- Directed by: David N. Weiss
- Screenplay by: J. David Stem; David N. Weiss;
- Story by: Naoto Ohshima; Joseph Chou;
- Produced by: Yoshi Ikezawa Joseph Chou Chuck Williams
- Starring: Adam DeVine; Auli'i Cravalho; J. K. Simmons; Sam Richardson; Skylar Astin; Anna Chlumsky; Jonathan Kite;
- Edited by: Patrick J. Voetberg
- Music by: Caleb Chan; Brian Chan;
- Production companies: Toei Animation; Sola Digital Arts;
- Distributed by: Lionsgate Films
- Release date: 2027;
- Running time: 99 minutes
- Countries: Japan; United States;
- Language: English

= Monkey Quest (film) =

Upcoming animated adventure film

Monkey Quest is an upcoming animated science fiction action-adventure film directed by David N. Weiss (in his directorial debut), co-directed by Stephanie Ma Stine, and Takao Noguchi, from a screenplay written by J. David Stem and Weiss. The film stars Adam DeVine, Auliʻi Cravalho, J. K. Simmons, and Sam Richardson. It was produced by Toei Animation and Sola Digital Arts.

The film is scheduled to be released in 2027.

==Premise==
A teenage girl (Carvalho) alongside her younger brother in a not-so-distant future adventure, liberate the protector of Earth Okon (DeVine), and hope that he can reunite them with their missing parents.

==Voice cast==
- Adam DeVine as Okon
- Auliʻi Cravalho as Elle
- J. K. Simmons as Vex
- Sam Richardson
- Skylar Astin
- Anna Chlumsky
- Jonathan Kite

==Production==
During TIFFCOM at the 2018 Tokyo International Film Festival on October 24, Toei Animation and Bona Film Group alongside Sammy and Marza Animation Planet initially announced the project, tentatively titled The Monkey Prince, a computer-animated film with John A. Davis initially set to direct the film from a screenplay by J. David Stem and David N. Weiss, based on an original story by Naoto Oshima with Oshima and Takao Noguchi handling character designs with Chuck Williams serving as a producer. The film will be initially produced in English before being adapted into Mandarin for the Chinese market and has received co-production approval from Chinese authorities. In order to produce the film, Tenh Animation Magic was established two weeks prior with investments from Toei, Sola Digital Arts and Galaxy Graphics. Sanzigen was responsible for the film's production hub with the film being scheduled to be released in 2020, in time for that year's Summer Olympics prior to its postponement to 2021 due to the COVID-19 pandemic.

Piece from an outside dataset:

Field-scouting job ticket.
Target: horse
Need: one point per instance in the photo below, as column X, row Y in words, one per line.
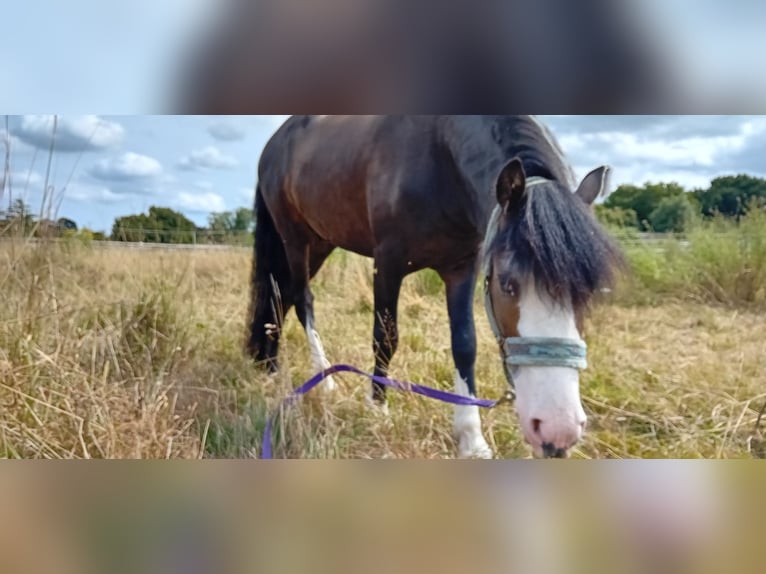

After being sat on development hell for six years, Toei Animation announced in February 2024, that the film, now titled Hypergalactic was in post-production with Weiss now being hired to direct the film (replacing A. Davis), alongside co-writing the screenplay with Oshima and Sola Entertainment founder Joseph Chou from their original story with the latter two replacing Stem and Bona, Sammy and Marza dropping out from the project. The studio is calling the film as their biggest CGI project to date. Adam DeVine, Elsie Fisher, J. K. Simmons, and Sam Richardson joined the film's voice cast, with Devine voicing the protagonist, the protector of Earth Okhan. Toei's Yoshi Ikezawa serves as the film's producer while Kozo Morishita, Katsuhiro Takagi, and Tim Kwok serve as executive producers with Charades handling international sales.

Post-production had begun by February 2024, still ongoing in August of that year, after nearly two years of production at Tenh Animation Magic in Tokyo.

In April 2026, the film was retitled to Monkey Quest with a work-in-progress cut screened at the Annecy International Animation Film Festival on June 22 with the film now being shifted to a hybrid 2D/3D art style with the CGI being done at Sanzigen. In September 2026, it was announced that Lionsgate has picked up the film for distribution in the United States as part of a wider partnership with Toei Animation. In addition, it was announced that Auliʻi Cravalho, Skylar Astin, Anna Chlumsky, and Jonathan Kite would be joining the cast; with Cravalho replacing Fisher in the role of Elle.

== Release ==
Monkey Quest is set to be released by Lionsgate in the United States in 2027.